The private enforcement mechanism allows for anyone, including family members of a child killed by abortion, to sue the abortionist or anyone who aids and abets the abortionist in the murder of an unborn child.
The ordinance states, “Any person, corporation, or entity that commits an unlawful … other than the mother of the unborn child that has been aborted, shall be liable in tort to a surviving relative of the aborted unborn child, including the unborn child’s mother, father, grandparents, siblings or half-siblings. The person or entity that committed the unlawful act shall be liable to each surviving relative of the aborted unborn child for: (a) Compensatory damages, including damages for emotional distress; (b) Punitive damages; and (c) Costs and attorneys’ fees.”
Section F-4 of the ordinance clearly states, “The citizen-suit enforcement action … may be brought on or after the effective date of this ordinance.”

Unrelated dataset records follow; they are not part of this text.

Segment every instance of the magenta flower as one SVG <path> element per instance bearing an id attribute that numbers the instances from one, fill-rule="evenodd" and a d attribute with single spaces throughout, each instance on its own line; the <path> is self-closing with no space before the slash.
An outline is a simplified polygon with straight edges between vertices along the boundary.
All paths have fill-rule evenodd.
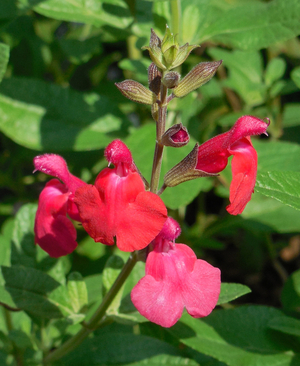
<path id="1" fill-rule="evenodd" d="M 105 157 L 114 168 L 98 175 L 95 185 L 77 189 L 75 200 L 82 225 L 96 241 L 115 243 L 131 252 L 145 248 L 160 232 L 167 218 L 163 201 L 145 190 L 127 146 L 109 144 Z"/>
<path id="2" fill-rule="evenodd" d="M 171 327 L 186 308 L 194 318 L 211 313 L 220 294 L 220 270 L 197 259 L 187 245 L 175 244 L 180 228 L 168 218 L 146 261 L 146 276 L 131 292 L 137 310 L 148 320 Z"/>
<path id="3" fill-rule="evenodd" d="M 58 258 L 75 250 L 76 229 L 67 214 L 80 221 L 75 206 L 75 190 L 85 185 L 81 179 L 72 175 L 65 160 L 55 154 L 45 154 L 34 158 L 35 171 L 59 178 L 51 179 L 39 197 L 35 217 L 35 242 L 51 257 Z"/>
<path id="4" fill-rule="evenodd" d="M 266 134 L 268 124 L 262 120 L 243 116 L 228 131 L 206 141 L 198 147 L 197 170 L 206 173 L 219 173 L 225 169 L 229 156 L 232 182 L 230 185 L 230 205 L 227 211 L 231 215 L 243 212 L 254 191 L 257 173 L 257 154 L 250 136 Z"/>

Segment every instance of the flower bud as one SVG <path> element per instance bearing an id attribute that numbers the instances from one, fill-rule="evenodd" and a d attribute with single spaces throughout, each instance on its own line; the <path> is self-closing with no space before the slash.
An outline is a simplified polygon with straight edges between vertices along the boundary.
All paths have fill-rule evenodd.
<path id="1" fill-rule="evenodd" d="M 180 74 L 176 71 L 170 71 L 164 75 L 164 77 L 162 79 L 162 83 L 168 89 L 173 89 L 178 85 L 179 80 L 180 80 Z"/>
<path id="2" fill-rule="evenodd" d="M 167 172 L 164 176 L 164 184 L 167 187 L 175 187 L 180 183 L 199 177 L 212 177 L 217 175 L 195 169 L 198 161 L 198 148 L 199 145 L 196 144 L 194 149 L 181 162 Z"/>
<path id="3" fill-rule="evenodd" d="M 190 136 L 187 128 L 178 123 L 170 127 L 161 138 L 161 143 L 165 146 L 182 147 L 188 144 Z"/>
<path id="4" fill-rule="evenodd" d="M 161 72 L 154 62 L 148 67 L 148 83 L 152 93 L 158 95 L 160 93 Z"/>
<path id="5" fill-rule="evenodd" d="M 201 62 L 195 66 L 174 89 L 173 94 L 178 97 L 184 97 L 201 85 L 208 82 L 216 73 L 222 60 L 212 62 Z"/>
<path id="6" fill-rule="evenodd" d="M 152 104 L 154 94 L 142 84 L 134 80 L 115 83 L 120 92 L 128 99 L 142 104 Z"/>
<path id="7" fill-rule="evenodd" d="M 142 49 L 149 51 L 151 60 L 160 70 L 171 70 L 181 65 L 196 47 L 199 46 L 190 46 L 188 43 L 180 47 L 176 36 L 171 33 L 167 26 L 162 41 L 151 29 L 149 46 L 142 47 Z"/>

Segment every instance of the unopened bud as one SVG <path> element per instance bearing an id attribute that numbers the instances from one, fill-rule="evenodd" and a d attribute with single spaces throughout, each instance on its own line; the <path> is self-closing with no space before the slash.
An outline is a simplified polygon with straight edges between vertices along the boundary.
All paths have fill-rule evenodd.
<path id="1" fill-rule="evenodd" d="M 144 85 L 134 80 L 124 80 L 115 83 L 120 92 L 128 99 L 142 104 L 152 104 L 154 94 Z"/>
<path id="2" fill-rule="evenodd" d="M 152 62 L 151 65 L 148 67 L 148 82 L 149 89 L 155 95 L 158 95 L 160 93 L 161 72 L 158 70 L 154 62 Z"/>
<path id="3" fill-rule="evenodd" d="M 180 74 L 176 71 L 170 71 L 164 75 L 164 77 L 162 79 L 162 83 L 168 89 L 173 89 L 178 85 L 179 80 L 180 80 Z"/>
<path id="4" fill-rule="evenodd" d="M 188 134 L 187 128 L 181 123 L 173 125 L 170 127 L 161 138 L 161 143 L 165 146 L 181 147 L 188 144 L 190 141 L 190 136 Z"/>
<path id="5" fill-rule="evenodd" d="M 199 145 L 196 144 L 194 149 L 164 176 L 164 184 L 167 187 L 175 187 L 180 183 L 200 177 L 212 177 L 217 175 L 195 169 L 198 161 L 198 148 Z"/>
<path id="6" fill-rule="evenodd" d="M 193 90 L 198 89 L 214 76 L 221 63 L 222 60 L 201 62 L 180 81 L 177 88 L 174 89 L 173 94 L 176 97 L 181 98 Z"/>

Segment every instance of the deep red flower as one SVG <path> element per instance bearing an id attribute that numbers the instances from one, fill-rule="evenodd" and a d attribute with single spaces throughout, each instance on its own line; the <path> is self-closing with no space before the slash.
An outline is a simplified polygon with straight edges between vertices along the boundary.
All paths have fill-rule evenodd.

The ordinance does not define abortion to include birth control devices or oral contraceptives, and the ordinance is clear that the act is not considered abortion if it is done with the intent to “save the life or preserve the health of an unborn child, remove a dead unborn child whose death was caused by accidental miscarriage, or remove an ectopic pregnancy.” In addition to these exceptions, the ordinance also gives a life-of-the-mother exception for doctors under affirmative defense since the ordinance does not penalize the mother of the unborn child that has been aborted.
Lubbock outlawing abortion sends a strong message across Texas and the entire United States. Lubbock is the 11th most-populated city in the State of Texas, the 83rd most-populated city out of 19,495 cities in the United States, and in the top 0.4 percent of cities in the nation. Eighteen states do not have a city with a population larger than Lubbock.
The Sanctuary Cities for the Unborn Initiative is not expected to slow down anytime soon, and the ever-growing movement is sending a strong message all across Texas, especially to the Legislature. Perhaps Republican Party Chair Allen West said it best when he said, “Lubbock has shown our Texas GOP legislators that the Republican Party of Texas Legislative Priority to abolish the murder of unborn babies in Texas is achievable.”
More cities are expected to outlaw abortion in the near future.